After numerous refusals over three and a half years, the Social Security Administration (SSA) has released the first known public copy of the U.S.-Mexico Social Security Totalization Agreement. The government made the disclosure in response to lawsuits filed under the Freedom of Information Act by TREA Senior Citizens League, a 1.2 million member nonpartisan seniors advocacy group.
The Totalization Agreement could allow millions of illegal Mexican workers to draw billions of dollars from the U.S. Social Security Trust Fund.
A loophole in current Social Security law could allow millions of today’s Mexican workers to eventually collect billions of dollars worth of Social Security benefits for earnings under fraudulent or “non-work authorized” Social Security numbers, putting huge new pressures on the Social Security Trust Fund.

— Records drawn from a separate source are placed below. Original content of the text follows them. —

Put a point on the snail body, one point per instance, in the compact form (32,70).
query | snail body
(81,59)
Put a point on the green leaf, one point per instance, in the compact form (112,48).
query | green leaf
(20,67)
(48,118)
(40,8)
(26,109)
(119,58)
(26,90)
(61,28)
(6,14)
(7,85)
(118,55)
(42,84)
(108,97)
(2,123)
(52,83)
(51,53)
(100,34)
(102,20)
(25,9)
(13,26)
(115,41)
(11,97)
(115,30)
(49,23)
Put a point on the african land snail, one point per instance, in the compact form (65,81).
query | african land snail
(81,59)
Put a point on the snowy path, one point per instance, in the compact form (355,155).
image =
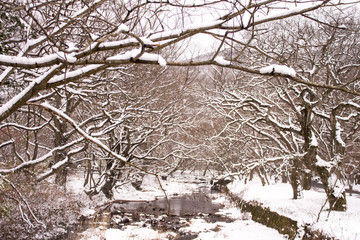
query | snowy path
(235,226)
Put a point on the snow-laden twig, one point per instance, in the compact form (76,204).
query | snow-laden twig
(24,215)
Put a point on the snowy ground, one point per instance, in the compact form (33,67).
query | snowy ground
(341,225)
(240,226)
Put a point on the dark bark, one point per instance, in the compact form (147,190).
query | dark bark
(336,203)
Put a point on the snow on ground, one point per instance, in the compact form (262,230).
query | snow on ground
(278,197)
(241,226)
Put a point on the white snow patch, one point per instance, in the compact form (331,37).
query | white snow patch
(340,225)
(322,163)
(144,56)
(281,69)
(338,131)
(222,61)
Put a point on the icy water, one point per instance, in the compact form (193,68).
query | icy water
(185,205)
(160,214)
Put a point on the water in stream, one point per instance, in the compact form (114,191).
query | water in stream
(155,214)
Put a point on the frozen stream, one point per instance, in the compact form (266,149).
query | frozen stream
(194,214)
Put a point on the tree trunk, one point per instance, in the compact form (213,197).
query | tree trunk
(337,199)
(296,183)
(307,181)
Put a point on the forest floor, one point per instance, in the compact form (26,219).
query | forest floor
(312,210)
(226,223)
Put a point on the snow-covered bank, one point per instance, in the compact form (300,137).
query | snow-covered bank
(237,225)
(277,197)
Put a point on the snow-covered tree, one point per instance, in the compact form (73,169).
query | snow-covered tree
(58,66)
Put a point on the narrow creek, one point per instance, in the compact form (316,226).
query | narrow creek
(196,214)
(155,214)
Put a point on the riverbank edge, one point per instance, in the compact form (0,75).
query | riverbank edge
(282,224)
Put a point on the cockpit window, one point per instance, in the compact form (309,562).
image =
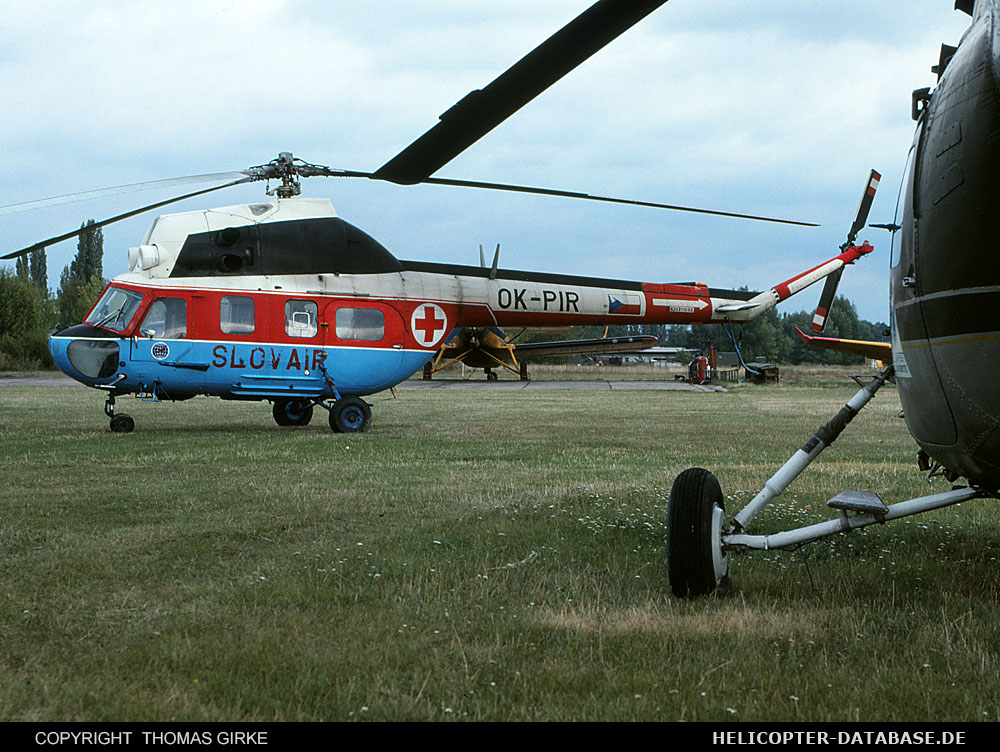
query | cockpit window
(115,309)
(166,319)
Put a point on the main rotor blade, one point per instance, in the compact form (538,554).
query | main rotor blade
(331,172)
(483,109)
(117,190)
(607,199)
(118,218)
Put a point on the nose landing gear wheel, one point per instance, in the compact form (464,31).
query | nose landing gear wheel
(696,519)
(122,423)
(292,412)
(350,414)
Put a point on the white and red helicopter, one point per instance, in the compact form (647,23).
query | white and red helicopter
(284,301)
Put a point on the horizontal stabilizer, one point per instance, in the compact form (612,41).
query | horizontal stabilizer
(877,350)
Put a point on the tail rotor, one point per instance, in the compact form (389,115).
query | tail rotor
(860,218)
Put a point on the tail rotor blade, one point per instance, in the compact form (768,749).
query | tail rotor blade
(865,206)
(860,218)
(826,300)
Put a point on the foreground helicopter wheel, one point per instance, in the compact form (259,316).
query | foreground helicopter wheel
(292,412)
(350,414)
(122,423)
(696,518)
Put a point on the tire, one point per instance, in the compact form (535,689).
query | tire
(122,423)
(292,412)
(350,415)
(696,519)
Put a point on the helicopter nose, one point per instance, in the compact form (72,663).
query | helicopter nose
(84,354)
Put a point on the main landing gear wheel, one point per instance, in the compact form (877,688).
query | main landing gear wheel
(696,519)
(292,412)
(350,414)
(122,423)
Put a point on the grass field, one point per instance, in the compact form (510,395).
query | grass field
(476,555)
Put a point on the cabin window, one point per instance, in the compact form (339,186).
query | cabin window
(300,318)
(236,314)
(115,309)
(165,319)
(360,323)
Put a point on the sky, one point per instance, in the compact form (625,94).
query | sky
(775,107)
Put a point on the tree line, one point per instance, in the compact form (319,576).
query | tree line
(30,311)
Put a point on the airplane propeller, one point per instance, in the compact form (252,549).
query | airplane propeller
(462,125)
(830,288)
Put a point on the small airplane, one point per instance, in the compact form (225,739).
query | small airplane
(491,348)
(284,301)
(945,335)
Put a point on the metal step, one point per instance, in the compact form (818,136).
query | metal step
(858,501)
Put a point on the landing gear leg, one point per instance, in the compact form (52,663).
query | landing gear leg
(698,537)
(120,423)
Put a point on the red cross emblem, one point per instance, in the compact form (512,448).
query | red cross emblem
(428,324)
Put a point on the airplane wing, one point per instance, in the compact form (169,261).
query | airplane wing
(877,350)
(585,346)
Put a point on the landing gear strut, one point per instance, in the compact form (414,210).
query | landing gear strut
(120,423)
(699,539)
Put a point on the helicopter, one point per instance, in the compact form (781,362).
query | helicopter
(281,300)
(945,280)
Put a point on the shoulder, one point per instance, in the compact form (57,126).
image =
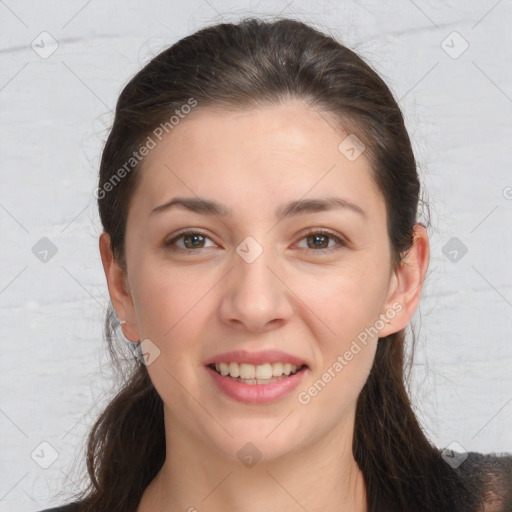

If an illegal worker working in the United States today gets a “work authorized” Social Security number through guest worker immigration legislation, the Totalization Agreement, or perhaps just over time, that worker could eventually apply for Social Security benefits once he or she has met eligibility requirements.
In addition, that worker could be able to claim credits for work performed while in the U.S. illegally. The SSA maintains an “earnings suspense file,” which tracks wages that cannot be posted to individual workers’ records because there is no match for a name and Social Security number. Once an immigrant gains access to a work authorized Social Security number—whether a legal citizen or not—wages earned while in the U.S. unlawfully could be reinstated to the worker’s new Social Security account.
The agreement between the U.S. and Mexico was signed in June 2004, and is awaiting President Bush’s signature. Once President Bush approves the agreement, which would be done without Congressional vote, either House of Congress would have 60 days to disapprove the agreement by voting to reject it.
The U.S. currently has 21 similar agreements in effect with other nations, which are intended to eliminate dual taxation for persons who work outside their country of origin. All of the agreements are with developed nations with economies similar to that of the U.S.
For example, a worker who turns 62 after 1990 generally needs 40 calendar quarters of coverage to receive retirement benefits. Under totalization agreements, workers are allowed to combine earnings from both countries in order to qualify for benefits. The Agreement with Mexico, like other totalization agreements, would allow workers to qualify with just six quarters, or 18 months, of U.S. coverage.
But Mexico’s retirement system is radically different than that of other participating countries. For example, only 40 percent of non-government workers participate in Mexico’s system, whereas 96 percent of America’s non-government workers do. In addition, the U.S. system is progressive, meaning lower wage earners get back much more than they put in; in Mexico, workers get back only what they put in, plus accrued interest.
“I applaud the persistent efforts of TREA Senior Citizens League to try to get documents from the U.S. Government about the U.S.-Mexico Social Security Totalization Agreement,” said Rep. Walter Jones (R-N.C.). “The American people are finally beginning to get some of the information regarding this Agreement that they have been seeking for so long.”